いやー・・・。やられました。何だか人間不信に陥りそうです^^;
前日に小路さんの「東京公園」を読んでほのぼのしていたのに、人間関係は真逆の作品だったので、ほんわかとした気分が一気に打ち崩された気がします。
北山さんの作品はちょこちょこ読んでいます。始めに手にした理由は装丁が可愛かったからとか、そんな理由だったと思います。結構装丁は片山若子さんという方が書かれたものが多いんですよね。今回もそうですが。
でもその可愛いイラストとは裏腹に結構グロテスクなものとか人間不信に陥りそうな作品もあります・・・。あ、音野君は別ですが。
で、今回の作品の感想をば。
あらすじのとおり、ラストでどんでん返しが待ってます。展開的には「儚い羊たちの祝宴」のような感じでしょうか。本当にラスト数行で展開がガラリと変わるんです。

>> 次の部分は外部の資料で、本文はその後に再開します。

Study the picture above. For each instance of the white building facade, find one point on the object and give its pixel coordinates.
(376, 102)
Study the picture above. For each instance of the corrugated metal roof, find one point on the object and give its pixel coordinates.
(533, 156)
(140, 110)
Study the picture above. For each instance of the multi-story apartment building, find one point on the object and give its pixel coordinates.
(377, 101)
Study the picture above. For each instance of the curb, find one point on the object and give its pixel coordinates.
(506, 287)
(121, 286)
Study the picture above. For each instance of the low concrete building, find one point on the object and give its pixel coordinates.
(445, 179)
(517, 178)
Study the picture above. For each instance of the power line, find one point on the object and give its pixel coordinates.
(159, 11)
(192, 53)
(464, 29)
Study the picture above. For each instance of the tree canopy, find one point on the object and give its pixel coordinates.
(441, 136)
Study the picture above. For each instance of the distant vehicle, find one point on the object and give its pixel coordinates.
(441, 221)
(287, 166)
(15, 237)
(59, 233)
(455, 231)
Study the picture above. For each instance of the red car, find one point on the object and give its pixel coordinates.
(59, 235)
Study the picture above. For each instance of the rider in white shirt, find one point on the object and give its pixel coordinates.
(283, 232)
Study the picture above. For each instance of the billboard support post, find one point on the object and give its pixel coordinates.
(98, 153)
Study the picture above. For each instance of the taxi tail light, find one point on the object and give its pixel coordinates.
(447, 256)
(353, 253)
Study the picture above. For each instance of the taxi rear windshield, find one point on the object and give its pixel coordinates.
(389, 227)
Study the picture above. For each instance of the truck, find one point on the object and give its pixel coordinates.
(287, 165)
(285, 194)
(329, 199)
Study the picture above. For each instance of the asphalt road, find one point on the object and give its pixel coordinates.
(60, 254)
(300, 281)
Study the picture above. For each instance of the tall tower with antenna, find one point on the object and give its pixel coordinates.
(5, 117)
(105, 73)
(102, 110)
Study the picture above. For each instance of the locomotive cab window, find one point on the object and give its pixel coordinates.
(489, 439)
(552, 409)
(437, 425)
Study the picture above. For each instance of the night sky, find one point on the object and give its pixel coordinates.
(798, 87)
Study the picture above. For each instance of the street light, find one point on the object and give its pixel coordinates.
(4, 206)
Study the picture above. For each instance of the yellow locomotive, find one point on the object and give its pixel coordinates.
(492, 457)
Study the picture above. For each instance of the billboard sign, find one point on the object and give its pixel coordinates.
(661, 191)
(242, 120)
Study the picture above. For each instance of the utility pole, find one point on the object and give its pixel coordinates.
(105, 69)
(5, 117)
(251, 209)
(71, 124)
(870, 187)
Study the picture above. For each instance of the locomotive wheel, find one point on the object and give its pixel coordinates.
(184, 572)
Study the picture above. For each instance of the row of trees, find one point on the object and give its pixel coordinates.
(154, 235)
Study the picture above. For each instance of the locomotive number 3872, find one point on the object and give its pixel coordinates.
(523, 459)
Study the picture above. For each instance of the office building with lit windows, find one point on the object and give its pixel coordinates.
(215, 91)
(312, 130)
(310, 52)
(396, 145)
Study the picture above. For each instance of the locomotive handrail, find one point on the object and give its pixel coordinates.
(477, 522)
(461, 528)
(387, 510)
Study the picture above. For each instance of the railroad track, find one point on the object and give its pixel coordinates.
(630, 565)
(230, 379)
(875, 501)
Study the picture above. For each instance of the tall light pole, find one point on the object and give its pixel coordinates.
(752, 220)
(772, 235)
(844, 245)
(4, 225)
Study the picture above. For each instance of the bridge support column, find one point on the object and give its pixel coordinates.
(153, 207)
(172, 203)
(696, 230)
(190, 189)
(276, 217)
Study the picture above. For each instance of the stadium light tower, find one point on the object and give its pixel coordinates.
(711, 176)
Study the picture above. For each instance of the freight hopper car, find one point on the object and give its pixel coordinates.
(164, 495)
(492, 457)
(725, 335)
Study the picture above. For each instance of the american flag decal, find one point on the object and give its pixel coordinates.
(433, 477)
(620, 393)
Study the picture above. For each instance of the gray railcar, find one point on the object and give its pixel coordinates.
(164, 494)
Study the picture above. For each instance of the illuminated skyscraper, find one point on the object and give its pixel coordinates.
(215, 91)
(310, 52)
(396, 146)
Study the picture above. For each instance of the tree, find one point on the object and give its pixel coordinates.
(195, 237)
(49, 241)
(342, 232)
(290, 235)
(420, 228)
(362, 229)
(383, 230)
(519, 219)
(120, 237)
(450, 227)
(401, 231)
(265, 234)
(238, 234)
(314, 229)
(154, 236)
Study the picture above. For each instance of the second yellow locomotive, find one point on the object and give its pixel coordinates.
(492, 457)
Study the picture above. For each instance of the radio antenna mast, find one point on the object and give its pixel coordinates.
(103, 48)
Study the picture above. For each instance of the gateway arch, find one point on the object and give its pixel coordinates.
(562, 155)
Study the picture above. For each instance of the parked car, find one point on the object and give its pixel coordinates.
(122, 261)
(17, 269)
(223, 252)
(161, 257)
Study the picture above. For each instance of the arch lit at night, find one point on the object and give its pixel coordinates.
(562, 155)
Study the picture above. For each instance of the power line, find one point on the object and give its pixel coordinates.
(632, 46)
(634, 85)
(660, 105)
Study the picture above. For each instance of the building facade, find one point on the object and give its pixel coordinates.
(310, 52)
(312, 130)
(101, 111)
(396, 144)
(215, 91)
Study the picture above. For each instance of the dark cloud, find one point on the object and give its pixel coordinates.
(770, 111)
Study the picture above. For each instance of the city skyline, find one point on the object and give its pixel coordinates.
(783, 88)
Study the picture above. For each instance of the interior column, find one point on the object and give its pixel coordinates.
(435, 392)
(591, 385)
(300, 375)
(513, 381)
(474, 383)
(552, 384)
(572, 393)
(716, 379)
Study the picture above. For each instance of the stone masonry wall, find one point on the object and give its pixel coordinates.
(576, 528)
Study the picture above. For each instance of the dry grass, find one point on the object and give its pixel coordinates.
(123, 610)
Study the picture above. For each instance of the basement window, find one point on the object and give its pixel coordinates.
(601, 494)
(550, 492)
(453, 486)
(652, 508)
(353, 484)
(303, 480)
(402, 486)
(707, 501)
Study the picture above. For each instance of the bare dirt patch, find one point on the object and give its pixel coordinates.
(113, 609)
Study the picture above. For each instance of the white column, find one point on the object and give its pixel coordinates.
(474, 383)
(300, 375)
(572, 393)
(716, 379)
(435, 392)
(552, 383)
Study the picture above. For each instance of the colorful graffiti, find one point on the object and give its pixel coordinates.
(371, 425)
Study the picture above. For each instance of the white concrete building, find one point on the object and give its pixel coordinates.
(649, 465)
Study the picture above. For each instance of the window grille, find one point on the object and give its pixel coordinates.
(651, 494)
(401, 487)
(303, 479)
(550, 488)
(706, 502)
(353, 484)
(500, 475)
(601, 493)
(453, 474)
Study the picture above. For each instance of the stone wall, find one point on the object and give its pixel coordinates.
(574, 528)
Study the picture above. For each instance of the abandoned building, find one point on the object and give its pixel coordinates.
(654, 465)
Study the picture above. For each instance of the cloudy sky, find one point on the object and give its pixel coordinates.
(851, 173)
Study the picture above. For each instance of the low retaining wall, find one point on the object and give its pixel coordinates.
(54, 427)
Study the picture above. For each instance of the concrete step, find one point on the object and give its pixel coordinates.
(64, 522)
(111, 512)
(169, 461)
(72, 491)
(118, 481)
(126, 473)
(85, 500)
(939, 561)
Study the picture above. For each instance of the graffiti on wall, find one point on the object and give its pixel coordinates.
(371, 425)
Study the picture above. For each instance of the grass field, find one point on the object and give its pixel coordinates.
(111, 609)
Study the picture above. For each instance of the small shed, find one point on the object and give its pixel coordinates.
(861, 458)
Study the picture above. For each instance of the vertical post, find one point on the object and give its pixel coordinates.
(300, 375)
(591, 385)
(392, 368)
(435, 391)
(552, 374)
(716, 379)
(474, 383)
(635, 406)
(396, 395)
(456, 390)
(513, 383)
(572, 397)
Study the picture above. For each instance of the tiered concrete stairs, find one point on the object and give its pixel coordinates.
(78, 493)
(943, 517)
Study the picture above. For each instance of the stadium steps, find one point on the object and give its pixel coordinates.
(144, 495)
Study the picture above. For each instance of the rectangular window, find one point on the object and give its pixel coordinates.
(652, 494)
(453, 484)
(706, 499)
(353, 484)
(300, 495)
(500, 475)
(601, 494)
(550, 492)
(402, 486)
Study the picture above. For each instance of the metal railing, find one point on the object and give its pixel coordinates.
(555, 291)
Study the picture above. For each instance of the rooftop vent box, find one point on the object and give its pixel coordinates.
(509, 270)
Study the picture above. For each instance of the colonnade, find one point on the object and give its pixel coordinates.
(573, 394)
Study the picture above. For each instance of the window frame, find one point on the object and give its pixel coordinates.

「恋煩い」これが1番ラストが怖かったかもしれません。主人公がある人に恋をしていて、てっきりその恋の展開が悪いほうへいっちゃうのか・・・と思ったら自分が考えていたこととは全然違う展開へ。まさかおまじないや占いにあんな意図があったなんて・・・。ラストの2文字が私の脳裏にへばりついて離れません。あーコワカッタ。
「妖精の学校」ラストは主人公はかつての自分を思い出して終わるのかと思ったんですけど、あれ?ここで終わり?という感じでした。でも、主人公の前に逃亡していたクラスメートの変わり様は何だか自分の全てを誰かにコントロールされているようで怖かったです。結局ラストはどう捕らえればよかったんだろうか・・・。
「嘘つき紳士」ラストが衝撃でした。ケータイの落とし主の白井勇樹がただただかわいそう。女って怖い・・・。主人公はまあ・・・どうなってもいいかな(え)
「終の童話」凄く切なかったです。ずっとずっと待っていたのに。でも、彼女の言葉のいうとおりにせず一緒に暮らし続けたのは、ウィミィの心が10歳で止まったままだったからかなと思ったり。結局最後、ウィミィはどうしたんだろう。過去を振り払って、今度は自分の人生を歩んでほしいなと思います。
「私たちが星座を盗んだ理由」姫ちゃんの幼い頃の気持ちは何となく分かります。健康なために自分に振り向いてくれない両親や好きな人。せめて最後に気持ちだけは、伝えさせてあげたかったなぁ。ラストのあまりにもベストタイミングな演出が憎い。